Quem costuma frequentar rodas de choro e samba em Londrina teve uma grata surpresa durante o último carnaval. Em um dos dias de folia, dentre os vários integrantes que compunham a mesa da antiga Padaria do Samba, reduto tradicional de instrumentistas do gênero - hoje Vila Maria - estava Charles Gonçalves, mais conhecido como Charles da Flauta. O músico, de 45 anos, acaba de retornar à cidade depois de um longo tratamento para dependência química em São Paulo. "Dessa vez eu segui até o final", comemora ele, que veio para cá cinco anos atrás para retomar parte da carreira apoteótica que o levou a ser conhecido no Brasil todo, com apenas 13 anos, como um menino prodígio do instrumento de sopro, anunciado para ser o sucessor de Altamiro Carrilho.

Dono de uma história cheia de extremos - ora o sucesso com holofotes nos programas de TV, ora as recaídas e momentos no ostracismo - não economiza planos para o ano de 2018, que inclui a gravação de um CD e DVD com a participação de vários músicos e grupos para a comemoração dos 35 anos de carreira. Aos poucos, portanto, Charles vai retomando a rotina de estudos intensos para não perder a grande chance. "Estou estudando Moto Perpetuo, de Paganini, originalmente feita para violino. Foi um desafio, pois a obra quase inteira é composta em semifusas", explica, referindo-se à complexidade da composição, extremamente rápida. O vídeo de um dos ensaios já conta com mais de 6 mil visualizações no YouTube.



O talento e a vida de Charles foram mostrados há duas semanas pelo apresentador Geraldo Luis, do programa Domingo Show, da Rede Record, antes de voltar a Londrina novamente. No palco, o reencontro emocionado com a esposa Cristina e a filha de 2 anos e 7 meses, de quem ficou longe nos últimos meses. Além delas, a presença dos integrantes da formação atual do grupo Demônios da Garoa, no qual Charles já fez participações em anos anteriores. A produção do programa, inclusive, se responsabilizou em viabilizar todo o custeio da produção do CD e DVD, que vai contar com composições autorais de Charles e alguns arranjos inéditos de releituras feitas por músicos como Alessandro Penezzi e Milton Mori.

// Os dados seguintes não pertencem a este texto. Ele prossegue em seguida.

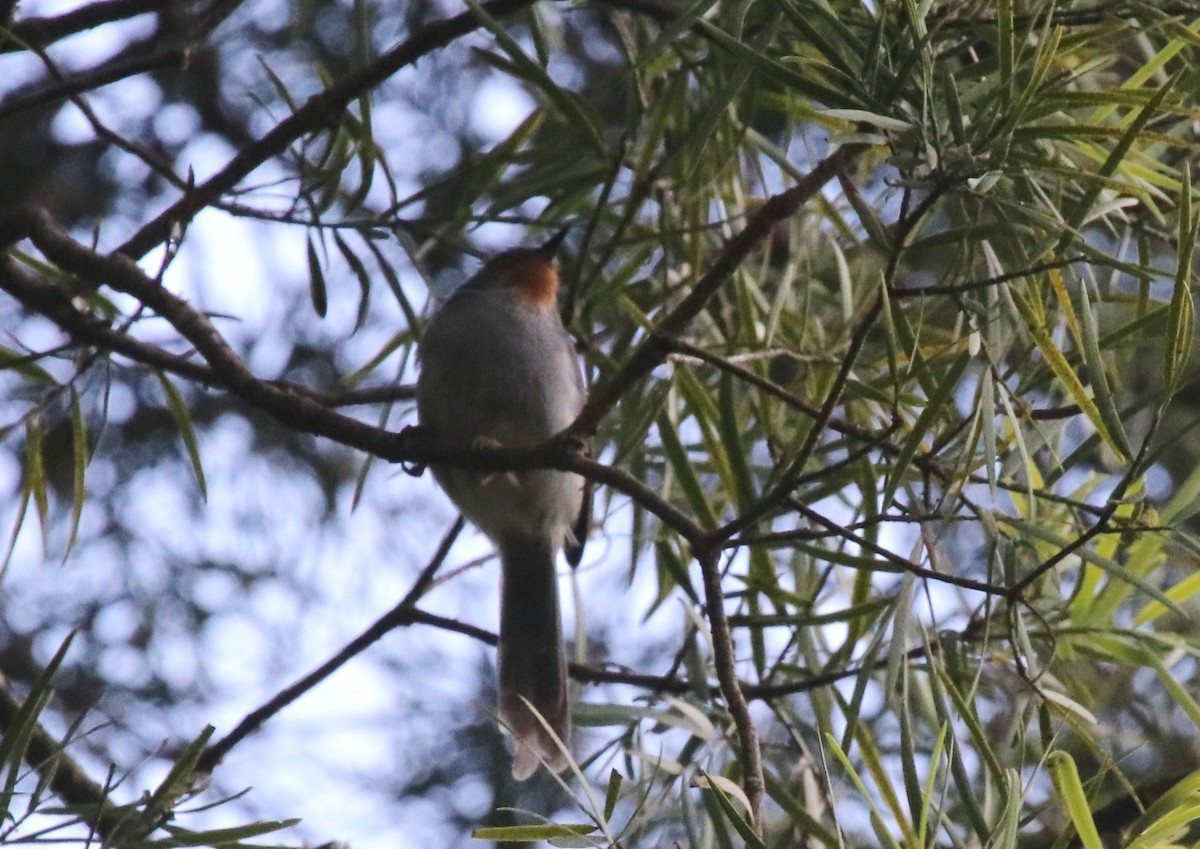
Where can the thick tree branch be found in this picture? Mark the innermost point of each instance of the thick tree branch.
(43, 31)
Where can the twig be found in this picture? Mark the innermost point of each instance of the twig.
(653, 351)
(85, 329)
(399, 615)
(724, 660)
(319, 112)
(111, 72)
(67, 778)
(45, 31)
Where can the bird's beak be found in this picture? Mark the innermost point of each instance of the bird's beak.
(550, 247)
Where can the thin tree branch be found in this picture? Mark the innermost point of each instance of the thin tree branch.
(653, 350)
(111, 72)
(319, 112)
(725, 661)
(69, 781)
(399, 615)
(83, 327)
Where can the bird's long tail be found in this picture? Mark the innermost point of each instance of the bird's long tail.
(532, 660)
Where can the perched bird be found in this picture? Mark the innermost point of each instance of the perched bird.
(498, 368)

TRAJETÓRIA - Charles era apenas uma criança quando começou a soprar as primeiras notas. Autodidata, pegava escondido a flauta doce do pai para "brincar" com os irmãos quando ele saía para trabalhar. Não demorou e, felizmente, foi descoberto, assim como sua vocação. "Escutava os discos que havia em casa e tirava todas as músicas de ouvido imitando o que eles tocavam", lembra, sobre composições interpretadas por Jacob do Bandolim, Altamiro Carrilho e, também, Chico Buarque e Nelson Gonçalves.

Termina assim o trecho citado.